MAKING A NEW PHEASANT   THE DARK LADY AMHERST

          The project to create a new pheasant was started thirty years ago.  In spite of my knowledge of the aviculture world's prejudice against hybrids, hybridizing was the only route I had to reach my goal.  I was going to transfer the Dark Throated Golden gene to the Lady Amherst and carry it on through enough generations that I would end up with a nearly pure Dark Lady Amherst.  My goal was to work long enough with these hybrids  to breed out all Golden genes.  This would take decades, perhaps the rest of my life.  I had always found the Lady Amherst more graceful and basically more attractive than the Golden.  I like the body shape and longer arched tail of the Lady Amherst.  The only thing wrong with the Lady Amherst was the lack of any color mutations.  The Golden had several.  This was the perfect place for my interference - a chance to make a new color Amherst.

I also have had a lifelong love affair with feathers.  They're mystical - pure magic.  They're colorful, light weight, durable, and replaceable.  I am an artist and have often used feathers in my work.  I started raising birds before becoming an artist, raising them for their beauty and I always saved the prettiest feathers.  Using feathers in my artwork meant that I could enjoy their beauty all the time and also be able to share them with others.  Thus the idea of creating totally new feathers to work with was very exciting.  To have never-before-seen feathers and to create a new pheasant was too great a temptation to resist.  I had to try.

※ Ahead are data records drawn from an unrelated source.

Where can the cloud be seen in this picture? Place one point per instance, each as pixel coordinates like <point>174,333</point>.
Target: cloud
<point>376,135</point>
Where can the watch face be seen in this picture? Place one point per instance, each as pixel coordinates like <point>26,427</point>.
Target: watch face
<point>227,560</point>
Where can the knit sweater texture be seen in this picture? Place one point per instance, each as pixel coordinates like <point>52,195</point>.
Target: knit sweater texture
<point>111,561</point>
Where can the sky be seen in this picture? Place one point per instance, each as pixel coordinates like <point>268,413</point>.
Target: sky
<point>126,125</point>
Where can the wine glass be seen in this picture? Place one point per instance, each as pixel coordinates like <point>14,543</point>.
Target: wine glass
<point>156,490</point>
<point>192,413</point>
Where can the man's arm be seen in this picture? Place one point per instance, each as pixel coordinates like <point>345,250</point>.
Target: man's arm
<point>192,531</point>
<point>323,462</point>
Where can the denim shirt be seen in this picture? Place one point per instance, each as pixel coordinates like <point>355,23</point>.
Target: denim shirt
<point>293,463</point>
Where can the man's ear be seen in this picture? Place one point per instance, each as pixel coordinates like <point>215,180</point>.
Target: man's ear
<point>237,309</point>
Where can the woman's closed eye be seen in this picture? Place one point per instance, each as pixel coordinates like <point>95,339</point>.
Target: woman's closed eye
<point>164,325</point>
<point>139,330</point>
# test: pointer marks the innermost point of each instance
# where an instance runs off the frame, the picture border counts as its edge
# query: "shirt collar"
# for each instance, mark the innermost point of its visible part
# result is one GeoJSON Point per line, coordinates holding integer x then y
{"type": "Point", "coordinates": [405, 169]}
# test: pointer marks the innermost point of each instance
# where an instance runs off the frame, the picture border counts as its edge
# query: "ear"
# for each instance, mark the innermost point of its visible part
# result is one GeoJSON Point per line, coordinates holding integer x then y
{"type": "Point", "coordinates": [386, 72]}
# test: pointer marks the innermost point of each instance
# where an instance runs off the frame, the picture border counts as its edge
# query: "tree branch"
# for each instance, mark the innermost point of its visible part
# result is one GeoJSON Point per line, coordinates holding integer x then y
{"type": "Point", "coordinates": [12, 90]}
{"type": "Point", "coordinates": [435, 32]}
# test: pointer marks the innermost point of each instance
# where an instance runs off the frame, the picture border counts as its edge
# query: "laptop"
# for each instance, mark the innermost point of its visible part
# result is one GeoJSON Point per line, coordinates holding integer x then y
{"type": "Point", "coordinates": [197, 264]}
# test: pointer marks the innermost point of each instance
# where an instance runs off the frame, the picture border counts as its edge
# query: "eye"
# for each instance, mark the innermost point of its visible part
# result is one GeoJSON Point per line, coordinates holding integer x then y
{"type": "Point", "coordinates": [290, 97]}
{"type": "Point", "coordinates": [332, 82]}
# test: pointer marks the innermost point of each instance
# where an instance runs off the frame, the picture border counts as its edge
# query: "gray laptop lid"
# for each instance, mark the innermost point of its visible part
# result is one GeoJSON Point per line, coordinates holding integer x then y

Even as I began the first crossings of Dark Throated Golden and Lady Amherst pheasants,  I knew that the making of hybrids was, and is, taboo.  I have never quite understood this since plant hybrids have always been highly regarded.  Perhaps it has something to do with plants being stationary and animals mobile.  Whichever kingdom one deals with, to me the key is keeping good records and tagging all offspring.

The real problem comes down to the honesty of the breeder.  There is no problem making a hybrid.  The problem is making a hybrid and selling it as pure.  The breeder of any plant or animal needs to keep written records of all crosses and offspring clearly marked.  My birds have always been tagged and written records kept for each for more than thirty years.

I knew that the Ruffed Pheasants were very closely related.  Goldens (Chrysolophus pictus) and Lady Amhersts (Chrysolophus amherstiae) when bred create totally fertile offspring.  This fact made my project if not easy at least possible.  The first crosses produced as expected normal colored offspring all carrying the gene for the Dark Throated color and all being 50% Lady Amherst.  I always did at least two crosses with unrelated birds to keep the gene pool as diversified as possible for the next years crosses.  This allowed me to make the necessary crosses without breeding siblings, which would weaken my gene pool.  The next year these first offspring were bred to produce dark colored 50% Lady Amherst.  These dark hybrids were then bred the following year to full blooded Lady Amherst birds of different lineage.  These crosses produced all normal colored hybrids as expected.  They had 25% more Lady Amherst genes than the original crosses. 

Never did I sell or give away a hybrid.  Those hybrids that had served their purpose, were released on my farm to live out their lives in freedom.  Most became prey for foxes, owl, coyotes, raccoons or dogs.  I have never been successful at getting a wild population of Lady Amherst  pheasants established on my property.  The predators always win.

After almost a decade of breeding I became discouraged.  I had made progress but my birds sure didn't look like Amhersts.  But I was inspired about this time by a chance encounter with an unusual pheasant.  I was in Thailand for the World Pheasant Association Symposium in 1986.  We were visiting several private breeders' collections of pheasants.  While we were touring the collection of Suvit Chanvarasuth, he showed us his prize pheasants.  He called them Siberian Lady Amherst.  He said he paid more than ten thousand U.S. dollars for the pair, which he said he bought from a Chinese breeder.  I was astounded by a new color Lady Amherst.  However, the more I studied the colors on these new and beautiful birds, the more I felt that they were nothing more than Yellow Lady Amherst.

This Siberian Lady Amherst did not look like a hybrid.  It was a Lady Amherst but with no reds or oranges.  It had a very pale yellow crest.  It still had black and white hackle feathers with all the dark iridescent greens and blues on the wings and body.  This was just the inspiration I needed to continue on my journey to a Dark Lady Amherst.

I had also started the process of making a Yellow Lady Amherst, before my chance encounter in Thailand.  Thus seeing what I felt was the end product really inspired me to keep working on my own projects. 

Thus with renewed vigor, I continued the same process.  I repeated this process over and over for three decades.  The result is a dark bird which breeds true with all the characteristics, other than color, of a Lady Amherst.  Now after over thirty years, I have my beautiful new pheasants, the Dark Lady Amherst, the Yellow Amherst and the Salmon Amherst.

These birds still need help.  There has been some inbreeding even with the extra crosses I've tried to make over the years.  They should be crossed with new lines of wild caught Lady Amherst to keep them healthy.  They could easily get too inbred.